Le 19 avril 1836 Élisa donne naissance à Adèle-Julie-Monica Schlésinger, déclarée fille de Maurice et de mère inconnue afin qu’elle ne s’appelle pas, selon la loi, Judée comme Élisa. Présentée par Maurice comme sa femme légitime Élisa habite désormais un appartement élégant dans un immeuble cossu de la rue de Gramont à une portée de pistolet de l’Opéra où le couple a sa loge.

Elle devient une des femmes en vue du tout-Paris de l’époque. Elle est admirée pour sa beauté, le luxe de ses toilettes et sa maison est réputée pour ses réceptions fastueuses dans des salons gigantesques où trois orchestres jouent jusqu’à l’aube. Cette munificence contrastait avec les simples vacances qu’ils prenaient à Trouville pour se couper pendant quelques semaines de cette vie épuisante.

 

Parfois, volets intérieurs et rideaux tirés, la fête se prolonge le lendemain jusqu’à l’heure du souper où on pique-nique de volailles froides, de salades de truffes, de pyramides de foie gras, de pâtisseries de la maison Frascati, fournisseur officiel du palais des Tuileries. On arrose le tout de magnums de champagne frappé, de jéroboams de grands bordeaux et de gevrey-chambertin. Pendant plusieurs années Maurice dilapide un argent vite gagné en escroquant les compositeurs, en empruntant, en faisant de la cavalerie, en multipliant les dettes.

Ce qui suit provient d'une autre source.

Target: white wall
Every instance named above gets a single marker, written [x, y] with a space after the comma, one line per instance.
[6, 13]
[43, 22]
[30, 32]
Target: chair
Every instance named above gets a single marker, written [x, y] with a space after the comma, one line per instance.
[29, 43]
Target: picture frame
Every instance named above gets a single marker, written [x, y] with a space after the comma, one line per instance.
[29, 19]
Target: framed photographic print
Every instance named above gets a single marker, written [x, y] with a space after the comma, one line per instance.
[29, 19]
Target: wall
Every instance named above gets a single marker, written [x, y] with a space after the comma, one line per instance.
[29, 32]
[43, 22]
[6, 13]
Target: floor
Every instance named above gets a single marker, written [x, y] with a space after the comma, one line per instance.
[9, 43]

Un an après la mort de Judée, Maurice épouse Élisa. Ce libre penseur d’origine juive accepte de se convertir pour offrir un mariage catholique à cette femme demeurée fermement croyante malgré les vicissitudes. Naquit quelques mois plus tard son enfant biologique et légitime qu’il appela avec narcissisme Adolphe-Maurice.

– En mai 1842, Schlésinger est ruiné.

Le ménage de déménager dans un appartement plus modeste où en fait de domestique il n’a plus qu’une de ces bonnes à tout faire que les bourgeois exploitaient comme des bêtes de somme. Restent à Élisa sa beauté, son charme, sa luxueuse garde-robe à peine démodée.

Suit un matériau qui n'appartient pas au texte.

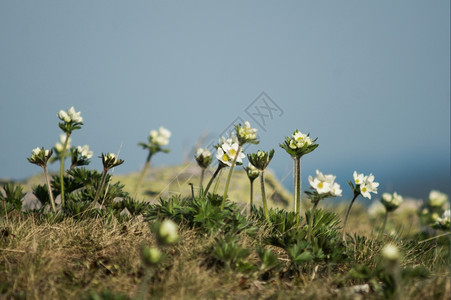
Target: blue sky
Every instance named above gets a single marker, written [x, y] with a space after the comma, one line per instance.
[371, 80]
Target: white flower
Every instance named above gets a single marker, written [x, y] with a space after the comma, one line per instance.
[36, 151]
[325, 184]
[75, 116]
[390, 252]
[232, 150]
[160, 137]
[299, 140]
[112, 157]
[168, 231]
[64, 116]
[367, 184]
[358, 178]
[70, 115]
[336, 190]
[437, 199]
[252, 171]
[227, 152]
[164, 132]
[203, 152]
[84, 151]
[445, 220]
[245, 132]
[60, 145]
[223, 157]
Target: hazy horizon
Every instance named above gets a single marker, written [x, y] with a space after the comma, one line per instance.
[371, 80]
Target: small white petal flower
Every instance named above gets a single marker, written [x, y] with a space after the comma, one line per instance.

De mon vivant je ne connaissais pas le martyre originel qu’endura Élisa. À force de rester figé le passé se révèle, devient limpide comme un lac après la tempête quand la vase a rejoint le fond, rendant à l’eau sa transparence. Il est bouleversant pour moi si longtemps après son décès et le mien de découvrir à quel point a pu souffrir celle dont j’ai utilisé sans scrupule l’image dans mes livres.

 

Élisa ne se remit jamais de ces viols. Son psychisme traîna la patte toute sa vie. Elle finit son existence dans une maison de fous – elle finit son existence en enfer. Maxime Du Camp la rencontrera après mon décès au printemps 1881 en se promenant dans la forêt de Vincennes. Elle portait un vieux chapeau de paille d’où pendaient des mèches blanches et une fleur déchiquetée. Une montre en or battait à sa ceinture tandis qu’avec d’autres folles elle cheminait sous la garde de geôlières armées de tresses de cuir. Elle semblait glisser par un mouvement intérieur qui la poussait en avant sans agiter son corps. Elle purgea encore sept années d’existence avant d’être enterrée un matin de septembre 1888 sans autre compagnie que deux fossoyeurs faméliques et un fonctionnaire de police dyspepsique qui rotait.

– Sentez-vous solidaires d’Élisa Schlésinger.

Si j’en crois vos gourous nombre d’entre vous finiront alzheimerisés, ce qui ne vaut pas mieux que dingues. Quant à moi, de la folie la mort m’abrite.